Antisocial is a deep dive into the extremist views.

Photo by Samuel Corum/Anadolu Agency/Getty Images

Neo Nazis, Alt-Right, and White Supremacists march through the University of Virginia Campus with torches in Charlottesville, Va., USA on August 11, 2017.
Key Takeaways
  • The New Yorker's Adam Marantz spent three years embedded with leading alt-right voices.
  • His book, Antisocial, carries you deep inside the mindset and motivation behind online trolling.
  • To get back on track, Marantz believes we need a "new moral vocabulary."

Barack Obama loved one of Martin Luther King, Jr.’s quotes so much he had it woven into an Oval Office rug. You’ve likely heard it: “The arc of the moral universe is long, but it bends toward justice.” The idea itself was borrowed from an 1853 sermon by abolitionist minister Theodore Parker. King’s truncation of Parker’s sentiment is worth noting, as the sentence was part of a longer text in which the nineteenth century minister expressed doubt in understanding what the moral universe even is. His sentiment was more inquisitive than declarative.

Hoping for justice is part of our biological design, a function more of prayer than certainty. Applying it to reality runs you into problems. For example, what moral lesson can we pull from humans playing a part in causing the devastating brush fires in Australia, which thus far have killed an estimated 500 million animals? How does one even begin to make the case for justice? This question isn’t limited to one continent. Not a week passes that doesn’t include dozens if not hundreds of cases that will never resolve in a manner bending toward justice.

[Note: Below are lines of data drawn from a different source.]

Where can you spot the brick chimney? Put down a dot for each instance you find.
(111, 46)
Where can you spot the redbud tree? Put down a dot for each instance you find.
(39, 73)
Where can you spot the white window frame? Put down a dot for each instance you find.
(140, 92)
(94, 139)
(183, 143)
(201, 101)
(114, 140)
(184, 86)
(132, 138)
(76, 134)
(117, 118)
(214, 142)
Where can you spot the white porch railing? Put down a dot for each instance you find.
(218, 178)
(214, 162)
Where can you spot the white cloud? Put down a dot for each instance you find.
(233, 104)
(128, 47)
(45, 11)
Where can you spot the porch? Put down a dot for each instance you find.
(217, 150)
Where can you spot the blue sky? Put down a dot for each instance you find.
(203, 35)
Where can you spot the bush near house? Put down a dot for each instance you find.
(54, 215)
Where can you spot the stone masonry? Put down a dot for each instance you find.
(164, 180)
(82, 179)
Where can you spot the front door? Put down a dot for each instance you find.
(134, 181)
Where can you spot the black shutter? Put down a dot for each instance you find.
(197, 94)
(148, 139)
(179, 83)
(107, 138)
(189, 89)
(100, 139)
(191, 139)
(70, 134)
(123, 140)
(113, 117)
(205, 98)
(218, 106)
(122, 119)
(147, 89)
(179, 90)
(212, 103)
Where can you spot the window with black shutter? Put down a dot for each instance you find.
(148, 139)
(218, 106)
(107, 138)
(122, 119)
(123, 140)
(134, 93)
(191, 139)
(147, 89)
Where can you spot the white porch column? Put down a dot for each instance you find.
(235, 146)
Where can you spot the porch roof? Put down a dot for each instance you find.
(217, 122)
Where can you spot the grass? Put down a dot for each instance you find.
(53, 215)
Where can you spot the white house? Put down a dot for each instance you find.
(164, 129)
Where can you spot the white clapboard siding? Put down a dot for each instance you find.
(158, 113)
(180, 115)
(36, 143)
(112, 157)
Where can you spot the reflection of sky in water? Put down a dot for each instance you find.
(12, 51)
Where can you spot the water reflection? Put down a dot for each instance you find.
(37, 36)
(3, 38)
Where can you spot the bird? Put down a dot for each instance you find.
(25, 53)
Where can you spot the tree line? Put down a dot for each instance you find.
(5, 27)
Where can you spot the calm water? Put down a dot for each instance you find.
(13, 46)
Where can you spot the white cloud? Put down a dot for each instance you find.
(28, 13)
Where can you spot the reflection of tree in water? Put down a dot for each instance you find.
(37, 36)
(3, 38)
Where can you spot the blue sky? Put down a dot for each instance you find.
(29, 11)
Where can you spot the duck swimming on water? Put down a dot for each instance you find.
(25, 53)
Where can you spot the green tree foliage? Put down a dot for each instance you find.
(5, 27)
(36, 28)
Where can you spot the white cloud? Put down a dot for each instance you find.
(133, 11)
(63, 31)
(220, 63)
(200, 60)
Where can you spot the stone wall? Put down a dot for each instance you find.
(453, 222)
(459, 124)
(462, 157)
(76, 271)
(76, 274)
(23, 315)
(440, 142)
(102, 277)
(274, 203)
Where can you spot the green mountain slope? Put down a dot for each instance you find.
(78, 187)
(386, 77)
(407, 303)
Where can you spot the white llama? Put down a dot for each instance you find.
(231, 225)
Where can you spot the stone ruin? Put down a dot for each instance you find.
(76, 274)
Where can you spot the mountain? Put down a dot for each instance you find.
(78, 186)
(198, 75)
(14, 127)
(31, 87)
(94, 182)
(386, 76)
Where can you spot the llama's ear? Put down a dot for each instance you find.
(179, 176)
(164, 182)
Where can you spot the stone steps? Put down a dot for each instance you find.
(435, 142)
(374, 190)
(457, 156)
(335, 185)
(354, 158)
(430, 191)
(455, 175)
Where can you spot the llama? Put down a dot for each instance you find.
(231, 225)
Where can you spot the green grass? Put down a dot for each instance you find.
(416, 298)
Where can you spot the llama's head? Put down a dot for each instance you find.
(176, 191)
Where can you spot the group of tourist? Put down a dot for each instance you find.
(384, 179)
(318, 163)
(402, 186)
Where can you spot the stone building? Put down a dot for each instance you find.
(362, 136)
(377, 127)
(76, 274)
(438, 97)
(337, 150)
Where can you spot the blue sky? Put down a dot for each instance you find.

Andrew Marantz, a New Yorker staff writer and author of the new book, Antisocial: Online Extremists, Techno-Utopians, and the Hijacking of the American Conversation, asked his own questions about justice in relationship to the growing influence of technology on American political and social discourse. Embedding himself with leading figures in the alt-right over the course of three years, he writes that if King thought justice was a metaphysical construct, the Civil Rights leader would never would have marched across bridges. As Marantz puts it, “The arc of history bends the way people bend it.”

Justice isn’t objective. It is determined by social mores and national laws. What one finds abhorrent another believes morally justified. Marantz takes a step back: the loose-knit online contingent of folks that comprise the alt-right felt castrated by multiculturalism, betrayed by the notion of a white America. (Their memories are short, as they conveniently overlook how the whites populated this land.)

Upon being handed powerful tools to broadcast their voice, they never stopped to question if it was a good idea. They just hit “post.” As Marantz notes in his TED Talk below, one leading figure has nothing more than a phone, a laptop, an iPad, and a belligerent, racist attitude. From those pieces he constructs a six-figure “career” from his living room.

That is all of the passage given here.